10. Let’s understand what measurements are what:
The ladder leaning on the wall will form the hypotenuse, so our hypotenuse is 24ft.
The length away from the house to the base of the ladder is one side length of 13ft.
Let’s use Pythagorean’s Theorem to find the height of the wall:
a^2 + b^2 = c^2
c = 24
b = 13
Let’s isolate what we want to solve for, a:
a^2 = c^2 - b^2
a = sqrt( c^2 - b^2 )
Plug in our c and b values:
a = sqrt( (24)^2 - (13)^2 )
a = sqrt( 576 - 169 )
a = sqrt( 407 )
a = 20.17
a = 20.2 ft
The ladder will reach 20.2 ft up the wall of her house.
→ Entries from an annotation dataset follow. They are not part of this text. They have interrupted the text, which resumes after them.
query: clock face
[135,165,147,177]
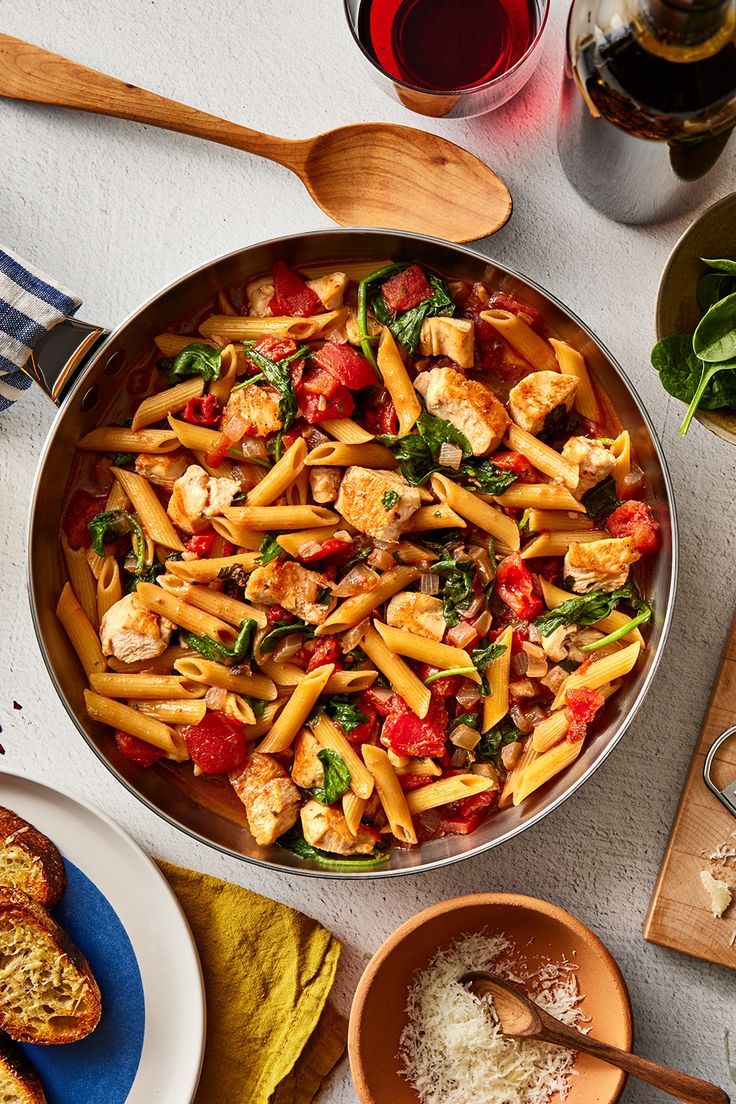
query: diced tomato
[299,537,355,564]
[115,731,163,766]
[184,530,217,560]
[266,606,294,628]
[439,789,499,836]
[381,265,431,312]
[363,391,398,434]
[606,499,660,555]
[565,687,606,744]
[312,341,377,391]
[307,636,342,675]
[181,711,248,774]
[62,490,107,549]
[381,692,447,755]
[269,261,322,318]
[491,453,540,482]
[493,552,543,620]
[181,395,222,425]
[486,291,546,333]
[295,386,355,425]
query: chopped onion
[204,687,227,710]
[419,571,441,594]
[450,724,480,752]
[447,622,478,648]
[437,440,462,471]
[332,563,378,598]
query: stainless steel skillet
[29,230,678,878]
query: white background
[0,0,736,1104]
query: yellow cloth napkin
[159,862,348,1104]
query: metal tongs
[703,724,736,817]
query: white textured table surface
[0,0,736,1104]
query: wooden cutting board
[644,617,736,969]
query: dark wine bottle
[557,0,736,223]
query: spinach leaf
[169,341,222,383]
[258,533,284,565]
[87,510,146,575]
[180,617,257,664]
[277,829,390,870]
[580,476,620,521]
[312,747,351,805]
[258,617,314,656]
[693,291,736,367]
[473,716,524,767]
[371,275,456,352]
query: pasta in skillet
[57,262,659,866]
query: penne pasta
[373,620,481,684]
[361,628,431,718]
[480,307,559,372]
[258,664,334,753]
[431,475,521,551]
[113,468,184,552]
[310,713,373,800]
[362,744,417,843]
[130,375,204,430]
[376,326,422,437]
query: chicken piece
[386,591,447,640]
[335,467,422,544]
[563,537,641,594]
[291,729,324,789]
[99,591,174,664]
[228,752,301,847]
[301,802,375,854]
[245,276,274,318]
[136,448,191,490]
[414,368,509,456]
[307,273,348,310]
[309,468,342,503]
[222,383,281,437]
[419,318,476,368]
[509,372,578,435]
[167,464,241,533]
[245,560,332,625]
[562,437,616,499]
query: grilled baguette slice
[0,805,66,909]
[0,1039,46,1104]
[0,887,102,1043]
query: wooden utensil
[644,604,736,968]
[0,34,511,242]
[460,970,729,1104]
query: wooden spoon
[460,970,729,1104]
[0,34,511,242]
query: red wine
[358,0,537,92]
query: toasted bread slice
[0,805,66,909]
[0,1039,46,1104]
[0,887,102,1043]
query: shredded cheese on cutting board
[398,933,585,1104]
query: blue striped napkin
[0,248,82,412]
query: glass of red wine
[344,0,550,118]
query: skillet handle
[0,248,106,412]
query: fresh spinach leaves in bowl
[651,257,736,435]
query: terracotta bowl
[348,893,633,1104]
[657,192,736,445]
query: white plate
[0,772,205,1104]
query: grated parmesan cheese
[398,932,585,1104]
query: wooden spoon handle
[537,1009,729,1104]
[0,34,309,173]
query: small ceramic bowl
[348,893,633,1104]
[657,192,736,445]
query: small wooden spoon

11. Let’s first find Will’s distance:
a^2 + b^2 = c^2
a = 40
b = 40
c = sqrt( (40)^2 + (40)^2 )
c = sqrt ( 1600 + 1600 )
c = sqrt ( 3200 )
c = 56.6 yards
Now James’ distance:
a^2 + b^2 = c^2
a = 25
b = 35
a = sqrt( (25)^2 + (35)^2 )
a = sqrt( 625 + 1225 )
a = sqrt( 1850 )
a = 43.0 yards
Will ran a longer distance since 56.6 yards is longer than 43.0 yards.